Having graduated LL.B. in 1735 Hoadly decided to become a clergyman, a career in which his father had patronage. On 29 November 1735 he was appointed chancellor of the diocese of Winchester, and was ordained deacon by his father on the following 7 December, and priest the 21st of the same month. He was immediately received into Frederick, Prince of Wales's household as his chaplain, as he afterwards was in that of the Princess Dowager, on 6 May 1751.

Hoadly accumulated preferments. He obtained the rectory of Mitchelmersh, Hampshire, on 8 March 1737, that of Wroughton, Wiltshire, on 8 September, and that of Alresford, Hampshire, and the eighth prebendal stall in Winchester Cathedral on 29 November of the same year. On 9 June 1743 he was instituted to the rectory of St. Mary, near Southampton, and on 16 December 1746 to the vicarage of Overton, Hampshire. On 4 January 1748 Thomas Herring, archbishop of Canterbury, conferred on him the degree of LL.D. In May 1760 he was appointed to the mastership of St. Cross, Winchester. All these preferments he retained until his death (16 March 1776), except the rectory of Wroughton and the prebend of Winchester, which he resigned in June 1760.

==Associates==
David Garrick was a friend and correspondent of Hoadly's. Hoadly, Garrick and William Hogarth once enacted together Ragandjaw, a parody on the ghost scene in Shakespeare's Julius Cæsar. Hoadly wrote the verses for A Rake's Progress, the printed set of engraving by Hogarth. He was also a friend of Sarah Fielding.

==Works==
Hoadly assisted his brother Benjamin Hoadly M.D. in writing The Contrast; or, a tragical comical Rehearsal of two modern Plays, and the Tragedy of Epaminondas, which was brought out at the theatre in Lincoln's Inn Fields on 30 April 1731, and performed three times without success. It ridiculed living poets, especially James Thomson. At the desire of their father the bishop it was suppressed. The Contrast was never printed. It is extant in manuscript, in the Bodleian Library, having been rediscovered in 2004.

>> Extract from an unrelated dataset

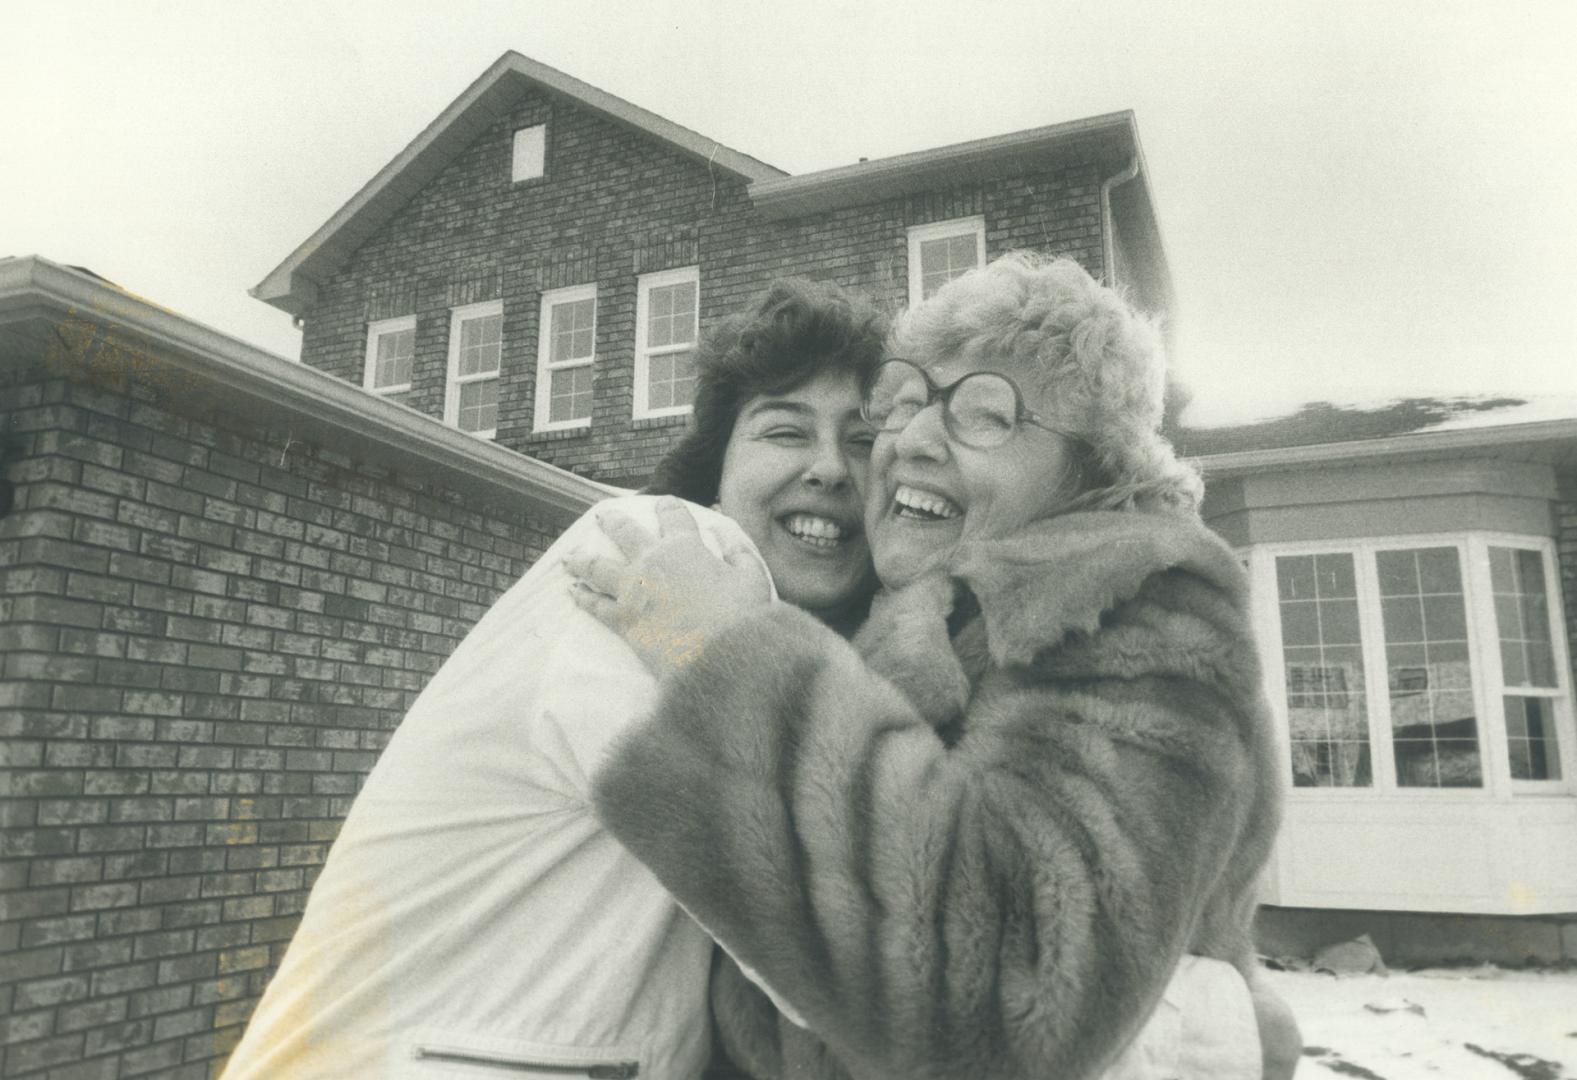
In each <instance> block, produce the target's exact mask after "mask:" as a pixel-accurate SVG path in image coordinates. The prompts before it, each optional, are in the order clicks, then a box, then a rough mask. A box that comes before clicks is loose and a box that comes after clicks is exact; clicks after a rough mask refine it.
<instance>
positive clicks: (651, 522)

Other works by Hoadly were:

- Love's Revenge: a dramatic pastoral (anon.), 1734 ([1737] and 1745); set to music by Maurice Greene.
- Jephtha, an oratorio (anon.), 1737; music by Greene.
- Phoebe, a pastoral opera (anon.), 1748; music by Greene.
- The Force of Truth, an oratorio (anon.), 1764.

He wrote the fifth act of James Miller's tragedy Mahomet the Imposter (1744), and completed and revised George Lillo's adaptation of Arden of Feversham (1762). He is said to have assisted his brother Benjamin in the composition of The Suspicious Husband.’ He left several dramas in manuscript: among others The Housekeeper, a Farce, on the plan of James Townley's High Life Below Stairs (in favour of which it was rejected by Garrick); and a tragedy on the life of Thomas Cromwell. Some of his poems are in James Dodsley's Collection; they include a translation of Edward Holdsworth's Muscipula. He also edited his father's works (three volumes, 1773), to which he prefixed a short Life originally in the Biographia Britannica.